The realization that I was losing my connection with my old friends added to my existing feeling of social isolation. I closed myself off from meeting new people at Lowell, and eventually, I started closing myself off from my old friends, too. I became convinced that they didn’t care about me now that I wasn’t a regular part of their lives. Our texts became less frequent and distant, their names slowly disappearing from my recent calls list. I wouldn’t see them for weeks at a time because I held myself back from reaching out, thinking they would view me as annoying and a waste of time. I felt alone, and I was stuck in the cycle of wanting to be back in my old life while drifting farther and farther from it. 

I felt alone, and I was stuck in the cycle of wanting to be back in my old life while drifting farther and farther from it. 

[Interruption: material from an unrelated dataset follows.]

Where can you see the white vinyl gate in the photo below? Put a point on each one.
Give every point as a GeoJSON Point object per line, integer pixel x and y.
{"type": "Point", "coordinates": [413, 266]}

These feelings began seeping into my everyday life and academic habits. Preoccupied with insecurity and anxiety, I slowly lost interest in things that I loved doing and started occupying myself with social media. Instead of spending my time reading, playing baseball, and spending time outside, I threw myself into scrolling on Instagram, where I’d see my old friend’s stories and wonder about what I was missing out on. I’d often sit and space out with headphones in, blasting music to numb my emotions. It felt like Pacifica, and with it, my old life, got five miles further away every day. And yet, I began romanticizing the idea of going to high school in Pacifica, convincing myself that I would transfer back to Pacifica at the end of this school year. This made me lose interest in my academic obligations at Lowell. Wanting to separate myself from Lowell and get back to Pacifica, my motivation for schoolwork vanished. School came second to everything, and even writing for this publication, which I had immersed myself in during freshman year, started becoming a chore instead of a creative outlet that I loved. I would count the hours until school got out, only to go home and stare blankly at my work.

As months passed, I still wasn’t happy at Lowell and disliked almost every aspect of being here. But then I managed to find purpose in one thing: baseball. Over time, I built a strong friend group with the other sophomores on the baseball team, which gave me confidence and helped me break out of my shell. Initially bonded by just practices, games, and nods in the halls, we started meeting outside of school to play for fun and to hang out on Friday nights after conditioning. We started developing inside jokes and nicknames, and for the first time in a while, I felt as free as I did back in Pacifica. I started making more of an effort to meet new people, and as I recognized more people around campus, my self-confidence grew. I initiated more conversations and didn’t feel as out of place. I had finally found my place at Lowell; I was no longer stuck in some nether region between two cities.

I finally began to accept that my life had changed, but for the better. Spending a weekend in Pacifica, enjoying my time with my friends, I realized their questions about my experiences and teasing pleas for me to move back to Pacifica was because they had missed me as much as I missed them. I stopped trying to reinsert myself as a prominent force in their lives and began using the time we spent to actually catch up and build new experiences instead of bitterly fixating on old ones. I felt the more connected to them that I had after the move, and the highway separating us started feeling more like a bridge. Although I will always miss Pacifica and the environment I left behind, I learned that if you’re engrossed in the past, you’ll never be able to move on and start enjoying what’s in front of you.